Je m’attendais à ce que le récit de la confidentialité de Dusk soit la partie la plus intéressante. En creusant davantage, je pense que la question est plutôt de savoir ce qui se passe en dehors de la cryptographie.

Dusk cherche à combiner confidentialité, divulgation sélective, conformité, exécution vérifiable et règlement déterministe pour des actifs réglementés. Cette architecture me paraît cohérente : les institutions ont besoin de confidentialité sans renoncer à la capacité d’audit. Son modèle de staking lie DUSK à la sécurité, avec des validateurs participant au consensus.

Mais une confidentialité ZK sophistiquée n’élimine pas le risque d’infrastructure. Les ponts peuvent introduire des dépendances opérationnelles. La garde peut échouer. Les clés peuvent être compromises. La concentration des signataires peut devenir un point faible. Une transaction privée peut être solidement étayée sur le plan cryptographique, tout en demeurant fragile au niveau du système environnant.

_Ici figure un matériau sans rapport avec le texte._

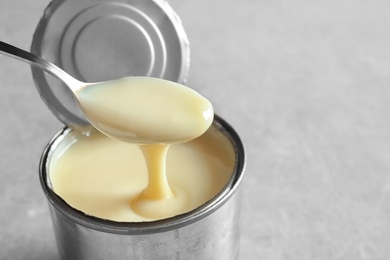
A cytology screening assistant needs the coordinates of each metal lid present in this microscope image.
[31,0,190,128]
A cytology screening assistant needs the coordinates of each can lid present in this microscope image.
[31,0,190,128]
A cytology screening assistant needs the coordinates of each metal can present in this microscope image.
[39,116,245,260]
[31,0,245,260]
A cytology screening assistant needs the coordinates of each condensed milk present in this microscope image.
[35,0,245,260]
[50,77,216,222]
[49,123,235,222]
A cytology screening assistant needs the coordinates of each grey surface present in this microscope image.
[0,0,390,260]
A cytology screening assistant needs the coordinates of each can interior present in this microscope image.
[40,116,245,234]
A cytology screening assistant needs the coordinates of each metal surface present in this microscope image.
[31,0,189,128]
[40,116,245,260]
[0,41,86,91]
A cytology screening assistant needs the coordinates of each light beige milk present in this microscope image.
[49,127,235,222]
[50,77,234,221]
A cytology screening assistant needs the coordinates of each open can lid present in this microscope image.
[31,0,190,128]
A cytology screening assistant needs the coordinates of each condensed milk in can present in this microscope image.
[31,0,245,260]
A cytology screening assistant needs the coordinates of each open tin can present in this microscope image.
[31,0,245,260]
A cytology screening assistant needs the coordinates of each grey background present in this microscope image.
[0,0,390,260]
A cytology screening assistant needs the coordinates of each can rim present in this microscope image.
[39,115,246,235]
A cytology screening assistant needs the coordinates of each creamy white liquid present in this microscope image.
[49,127,235,222]
[77,77,214,144]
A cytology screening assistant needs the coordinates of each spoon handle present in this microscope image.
[0,41,85,91]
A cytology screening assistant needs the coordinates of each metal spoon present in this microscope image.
[0,41,87,92]
[0,41,214,144]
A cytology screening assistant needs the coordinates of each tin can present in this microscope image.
[31,0,245,260]
[39,116,245,260]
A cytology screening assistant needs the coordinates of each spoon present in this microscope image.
[0,41,85,93]
[0,41,214,144]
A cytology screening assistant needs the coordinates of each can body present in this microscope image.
[40,117,245,260]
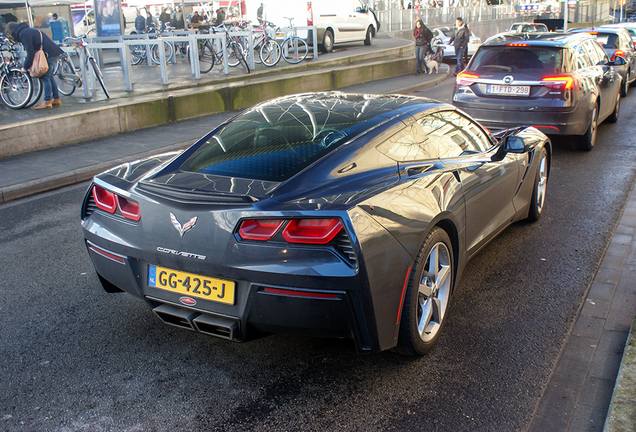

C’est pourquoi je vais au-delà des ambitions institutionnelles et RWA de Dusk. Le projet indique plus de 210 millions de DUSK misés et met en avant plus de 300 millions d’euros liés à des institutions, mais ces chiffres ne sont pas équivalents à une activité financière récurrente. Je veux observer le règlement, la liquidité, les utilisateurs et les flux de travail institutionnels—pas seulement la capacité technique.

Pour moi, Dusk est convaincant parce que la confidentialité et la conformité sont traitées comme une infrastructure. Mais une architecture solide ne crée pas automatiquement l’adoption ni la demande en DUSK.

Dusk peut-il prouver que sa vision au niveau institutionnel s’étend au-delà de la couche de confidentialité et à chaque couche opérationnelle dont la finance dépend ?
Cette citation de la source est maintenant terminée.